In fact, I was looking forward to it. I soon became a regular, and continued with the classes even when Linda and I split up. 

Everyone who danced at the studio knew that if you were really promising you went past the floor where I danced, up to the one above, where Henry Kingston taught.

Henry was a former world champion dancer and a top coach. He was married to his dance partner, Joy Tolhurst, and they were one of the top couples in the dance world for many years. 

At the end of his coaching sessions Henry would come downstairs to our studio to check his diary, which he kept behind the tea bar in the corner. 

As soon as he came in, everyone would stand a little straighter and try our hardest not to make a mistake. 

One day, Henry asked if I’d like to partner his teenage daughter, Cherry, and train for some competitions. 

‘I’ve watched you dancing,’ he said, ‘and I think you have potential — if you work at it.’ 

Of course, I said yes. 

But I had concerns about dancing with Cherry. She was pretty but, at 15, just a kid. 

However, it turned out that Cherry was a fantastic partner. 

She had been dancing since she could walk and was a really accomplished, lovely mover. 

All at once, I was thrown into a totally new world — a young welder, working on the docks, caught up in the excitement and glamour of competitive ballroom dancing. 

With Henry’s expert tuition, Cherry’s talent and my dedication we started to do very well — and even started winning competitions. 

Soon, we were off to the Royal Albert Hall for the final of one of them. 

It was all fantastically exciting and I couldn’t stop talking about it. 

By now everyone at work knew I was mad about dancing — and naturally all the blokes took the mickey. 

One day, when I was telling them about the competition, yet again, one of the lads said to me: ‘We know, Len, we’ve arranged a coach to come to the Albert Hall and watch you.’ 

I thought he was joking at first, but it turned out that he was serious — 53 dockers were coming to see us dance. 

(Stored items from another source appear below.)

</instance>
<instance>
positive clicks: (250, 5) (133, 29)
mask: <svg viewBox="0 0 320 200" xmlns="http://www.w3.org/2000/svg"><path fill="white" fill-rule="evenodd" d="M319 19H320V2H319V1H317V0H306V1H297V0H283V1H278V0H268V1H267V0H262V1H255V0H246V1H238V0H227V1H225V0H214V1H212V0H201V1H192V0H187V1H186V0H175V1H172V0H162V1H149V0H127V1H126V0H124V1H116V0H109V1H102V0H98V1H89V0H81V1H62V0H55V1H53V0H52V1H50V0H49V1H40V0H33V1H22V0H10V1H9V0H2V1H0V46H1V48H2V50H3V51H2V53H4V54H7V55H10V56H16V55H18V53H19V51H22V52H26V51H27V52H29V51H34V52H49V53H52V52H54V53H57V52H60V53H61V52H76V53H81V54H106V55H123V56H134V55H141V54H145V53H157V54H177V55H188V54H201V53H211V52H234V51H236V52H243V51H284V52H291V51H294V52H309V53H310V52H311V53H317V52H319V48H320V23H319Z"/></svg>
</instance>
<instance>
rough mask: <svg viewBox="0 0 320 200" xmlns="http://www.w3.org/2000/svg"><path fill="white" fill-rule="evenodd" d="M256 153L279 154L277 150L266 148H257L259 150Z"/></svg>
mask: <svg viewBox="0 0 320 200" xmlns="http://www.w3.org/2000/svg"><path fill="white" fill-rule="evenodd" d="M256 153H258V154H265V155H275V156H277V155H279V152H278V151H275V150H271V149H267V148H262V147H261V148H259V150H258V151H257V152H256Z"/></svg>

As Cherry and I walked out on to the floor of the Albert Hall there was some polite applause, punctuated by shouts of, ‘Go on, Lenny boy!’ and ‘Come on, my son!’ 

It was more like being at a West Ham football match than a ballroom -dancing competition. 

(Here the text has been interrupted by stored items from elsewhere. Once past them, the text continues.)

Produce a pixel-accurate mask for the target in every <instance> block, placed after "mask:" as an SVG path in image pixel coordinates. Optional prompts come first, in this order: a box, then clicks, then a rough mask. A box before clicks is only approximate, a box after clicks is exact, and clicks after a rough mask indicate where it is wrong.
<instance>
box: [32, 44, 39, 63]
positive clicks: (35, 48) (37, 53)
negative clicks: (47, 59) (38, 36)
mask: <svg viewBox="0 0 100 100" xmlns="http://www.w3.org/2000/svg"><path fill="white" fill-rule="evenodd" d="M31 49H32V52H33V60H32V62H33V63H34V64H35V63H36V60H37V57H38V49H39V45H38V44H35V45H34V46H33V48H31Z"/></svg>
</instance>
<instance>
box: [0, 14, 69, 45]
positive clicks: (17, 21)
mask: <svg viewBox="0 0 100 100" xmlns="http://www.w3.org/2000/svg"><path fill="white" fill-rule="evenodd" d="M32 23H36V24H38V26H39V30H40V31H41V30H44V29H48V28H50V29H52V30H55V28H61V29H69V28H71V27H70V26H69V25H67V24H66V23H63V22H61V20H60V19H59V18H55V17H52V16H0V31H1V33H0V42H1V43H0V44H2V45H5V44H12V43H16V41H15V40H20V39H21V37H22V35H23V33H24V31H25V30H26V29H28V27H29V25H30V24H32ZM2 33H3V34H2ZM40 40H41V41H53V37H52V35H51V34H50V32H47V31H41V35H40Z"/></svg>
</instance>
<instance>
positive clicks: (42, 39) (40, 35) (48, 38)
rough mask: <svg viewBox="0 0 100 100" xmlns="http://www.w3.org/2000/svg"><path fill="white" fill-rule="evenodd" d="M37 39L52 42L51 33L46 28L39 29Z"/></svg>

Luckily by the time we got to the final round, the booze they had drunk on the way up was having a rather more soporific effect. 

Although most of the lads gave us a standing ovation, out of the corner of my eye I could see a couple of them sound asleep in their seats. 

Meanwhile, as well as being partners on the dance floor, Cherry and I were becoming romantic partners too. 

A kiss on the cheek led to a kiss on the lips which led to … well, I’ll leave that to your imagination. 

If only I’d stopped to realise how little we had in common aside from dancing. But that was a discovery that only came later.